Towards Humanoids Operating Mobility Devices Designed for Humans

Abstract

Humanoid robotics is advancing rapidly, with significant potential to address challenges in disaster recovery, manufacturing, and healthcare. Despite progress, current humanoid capabilities remain limited, particularly in terms of efficient mobility over long distances. Integrating humanoid robots with personal transporters (PTs) like Segways, offers a promising solution, enabling them to operate more efficiently in human-centric environments such as factories, malls, and airports. This approach not only preserves the humanoid's ability to navigate complex, uneven terrain with its legs but also enhances versatility, allowing for faster, more energy-efficient movement on flat surfaces.

This thesis explores methods for enabling bipedal humanoids to operate PTs, focusing on the REEM-C humanoid riding a Segway x2 SE. The research begins by analyzing human interactions with Segways to reverse-engineer their internal controllers, leading to a high-fidelity simulation model. This model informs the development of control algorithms for the REEM-C, enabling successful simulation-based demonstrations of humanoid-driven Segway motions, including translational, rotational, and mixed maneuvers. Building on this, balance stabilization strategies are devised for actuated balance boards, addressing both frontal and sagittal plane control through an integration of admittance control strategies.

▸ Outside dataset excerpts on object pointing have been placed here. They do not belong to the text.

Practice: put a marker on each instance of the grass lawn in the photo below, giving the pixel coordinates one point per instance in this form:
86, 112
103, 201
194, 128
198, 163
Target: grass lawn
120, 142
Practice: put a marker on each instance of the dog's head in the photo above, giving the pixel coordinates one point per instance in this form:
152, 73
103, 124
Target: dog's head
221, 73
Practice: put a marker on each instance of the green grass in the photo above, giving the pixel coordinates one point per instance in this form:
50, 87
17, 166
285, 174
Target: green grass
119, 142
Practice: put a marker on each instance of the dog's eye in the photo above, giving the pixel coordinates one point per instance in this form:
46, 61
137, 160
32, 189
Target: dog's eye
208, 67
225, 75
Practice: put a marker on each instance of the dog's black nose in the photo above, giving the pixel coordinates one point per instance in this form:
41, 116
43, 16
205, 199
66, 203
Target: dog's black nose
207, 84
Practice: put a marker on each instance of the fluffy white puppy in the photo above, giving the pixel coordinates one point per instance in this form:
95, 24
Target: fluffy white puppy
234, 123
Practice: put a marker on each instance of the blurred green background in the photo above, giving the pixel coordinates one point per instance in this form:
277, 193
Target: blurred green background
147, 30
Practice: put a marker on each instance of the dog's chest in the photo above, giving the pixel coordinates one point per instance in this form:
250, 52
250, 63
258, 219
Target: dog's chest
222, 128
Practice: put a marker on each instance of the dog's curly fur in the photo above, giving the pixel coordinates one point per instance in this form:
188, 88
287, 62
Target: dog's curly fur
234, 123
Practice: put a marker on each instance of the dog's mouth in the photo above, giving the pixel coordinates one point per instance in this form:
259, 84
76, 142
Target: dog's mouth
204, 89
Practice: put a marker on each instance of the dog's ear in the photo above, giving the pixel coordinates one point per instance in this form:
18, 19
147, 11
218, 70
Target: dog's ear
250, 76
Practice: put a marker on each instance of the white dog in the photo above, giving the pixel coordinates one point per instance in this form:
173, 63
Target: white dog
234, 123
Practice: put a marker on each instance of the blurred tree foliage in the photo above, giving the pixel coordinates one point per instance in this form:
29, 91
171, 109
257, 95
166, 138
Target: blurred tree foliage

A comprehensive analysis of bimanual manipulation is also conducted, emphasizing manipulability and stability within a constrained workspace. Using a combined manipulability-stability metric, collision-free bimanual trajectories are generated, demonstrating improved stability during dynamic tasks such as manipulating objects of varying shapes and masses. This analysis underpins the implementation of bimanual manipulation strategies needed for operating the Segway’s LeanSteer handlebar.

The final contribution consolidates all findings, presenting a whole-body control strategy that enables the REEM-C to ride a Segway safely and effectively. A stack-of-tasks quadratic program is utilized to ensure stability, balance, and bimanual control in dynamic conditions. Experimental validation demonstrates the feasibility of this approach, showcasing the REEM-C’s ability to operate a Segway under real-world conditions. This research provides a step towards more versatile and adaptable humanoid mobility solutions for everyday human environments.